Fluad Quadrivalent is a new seasonal flu vaccine developed by Seqirus. It was approved in the United States in February 2020 and will be launched in time for the 2020-2021 flu seasons. The vaccine is suitable for adults 65 years and older, because these people are very susceptible to serious diseases. The effectiveness of the vaccine may be reduced due to age-related decline in immunity, but the vaccine contains MF59 adjuvant, which can induce a stronger immune response in this age group.
The seasonal influenza vaccine BCHT LAIV (Ganfog®; nasal spray freeze-dried live attenuated influenza vaccine; Changchun Biotech) was approved by the National Medical Products Administration (NMPA, formerly known as CFDA) in February 2020. The vaccine does not require injection. It is developed using BioDiem’s live attenuated influenza vaccine technology and would be launched in China later in the same year.
Vaccination against human papillomavirus (HPV) is a proven strategy to prevent cervical cancer. Last year, Xiamen Wantai Canghai Biotechnology Co., Ltd. launched the recombinant HPV bivalent (16, 18) vaccine Cecolin, which was launched in China for the first time. Cecolin is suitable for women aged 9-45 to prevent HPV infection.

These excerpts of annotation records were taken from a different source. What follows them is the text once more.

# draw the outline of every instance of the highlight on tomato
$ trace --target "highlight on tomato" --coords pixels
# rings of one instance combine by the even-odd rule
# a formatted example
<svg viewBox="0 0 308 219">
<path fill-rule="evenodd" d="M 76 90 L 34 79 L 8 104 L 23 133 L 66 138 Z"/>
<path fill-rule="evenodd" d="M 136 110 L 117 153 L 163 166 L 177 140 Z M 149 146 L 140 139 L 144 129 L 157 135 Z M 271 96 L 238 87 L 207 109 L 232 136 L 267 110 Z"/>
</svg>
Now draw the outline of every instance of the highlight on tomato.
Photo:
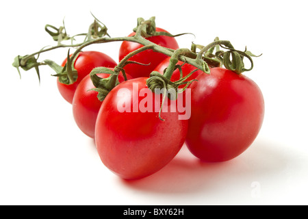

Another vaccine to be marketed for the first time in China is the new varicella-zoster virus (varicella) vaccine developed by Kexing Biological. The vaccine was approved by China’s NMPA at the end of 2019 and would be launched in the first half of 2020. It is suitable for children aged 1-12 to prevent varicella-zoster virus infection.
Sanofi’s tetravalent meningococcal (groups A, C, Y and W) vaccine MenQuadfi was approved by the FDA in April 2020 and is suitable for the prevention of invasive meningococcal disease in people ≥ 2 years old. MenQuadfi aims to protect people with a wider age range. This approval makes it the only tetravalent meningococcal vaccine approved by the FDA for people aged 2-56 years and older. At the same time, MenQuadfi is also the first and only quadrivalent meningococcal vaccine that uses tetanus toxoid as a protein carrier to be marketed in the United States. The company said that this new vaccine will be on the market in 2021 to provide immune prevention for the population.